MRC Webinar - ‘I Know How It Sounds On Paper’: Risk Talk, Written Reports and Managing Emotionally Charged Child Protection Home Visits
This webinar is managed by our partner, MRC.
Description
An often taken-for-granted but integral aspect of direct practice with families is the use of written reports in child protection assessment home visits. Initial visits to families are a uniquely challenging social situation: information is uncertain, families may be reluctant to work with social workers, and time is limited. While social workers carry much of the frontline authority to define risk to children, too little is known about how they go about the business of discussing risk to children with families.
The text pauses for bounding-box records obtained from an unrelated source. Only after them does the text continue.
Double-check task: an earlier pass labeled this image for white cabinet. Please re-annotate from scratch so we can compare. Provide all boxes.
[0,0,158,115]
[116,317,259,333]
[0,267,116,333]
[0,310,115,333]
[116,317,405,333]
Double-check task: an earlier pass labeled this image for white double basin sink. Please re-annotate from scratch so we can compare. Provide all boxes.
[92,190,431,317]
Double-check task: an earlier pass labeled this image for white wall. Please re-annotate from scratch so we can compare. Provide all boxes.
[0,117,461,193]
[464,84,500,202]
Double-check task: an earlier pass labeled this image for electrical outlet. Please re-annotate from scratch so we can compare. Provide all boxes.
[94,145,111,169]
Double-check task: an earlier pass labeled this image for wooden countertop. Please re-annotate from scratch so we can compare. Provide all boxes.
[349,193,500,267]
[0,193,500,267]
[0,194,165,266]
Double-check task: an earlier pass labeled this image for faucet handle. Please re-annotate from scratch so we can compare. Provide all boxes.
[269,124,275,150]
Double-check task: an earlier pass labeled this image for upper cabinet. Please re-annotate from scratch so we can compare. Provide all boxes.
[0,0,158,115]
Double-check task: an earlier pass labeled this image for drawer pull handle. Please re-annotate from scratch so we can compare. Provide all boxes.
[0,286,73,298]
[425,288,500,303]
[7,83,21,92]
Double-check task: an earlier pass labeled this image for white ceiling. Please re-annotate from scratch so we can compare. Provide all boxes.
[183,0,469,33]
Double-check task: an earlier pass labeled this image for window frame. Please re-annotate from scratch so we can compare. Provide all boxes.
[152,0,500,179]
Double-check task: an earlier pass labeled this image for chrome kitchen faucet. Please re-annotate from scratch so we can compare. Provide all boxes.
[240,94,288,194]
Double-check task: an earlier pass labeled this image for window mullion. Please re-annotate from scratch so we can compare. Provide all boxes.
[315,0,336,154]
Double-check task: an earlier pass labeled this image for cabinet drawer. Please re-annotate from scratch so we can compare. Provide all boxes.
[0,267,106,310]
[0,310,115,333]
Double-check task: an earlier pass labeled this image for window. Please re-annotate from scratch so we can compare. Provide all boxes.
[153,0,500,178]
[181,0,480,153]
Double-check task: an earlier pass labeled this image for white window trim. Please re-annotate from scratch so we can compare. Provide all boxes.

For families, these documents carry an emotional depth-charge as intimate and potentially shaming details of their lives are inscribed in them by and for others.
This webinar will:
• focus on the use of written reports in child protection assessment home visits.
• examine the choices and constraints experienced by social workers when using documents with families.
• think through the complexity of skills required by social workers in terms of relationship building and use of institutional records.
• examine how social workers respond to parental testimony about themselves and their children through the lens of epistemic authority (Heritage and Raymond, 2005) and epistemic injustice (Fricker, 2007) to understand what might help to reduce emotional reactivity.
• examine how to treat family perspectives with respect by utilising family knowledge to find solutions that affect change for their children.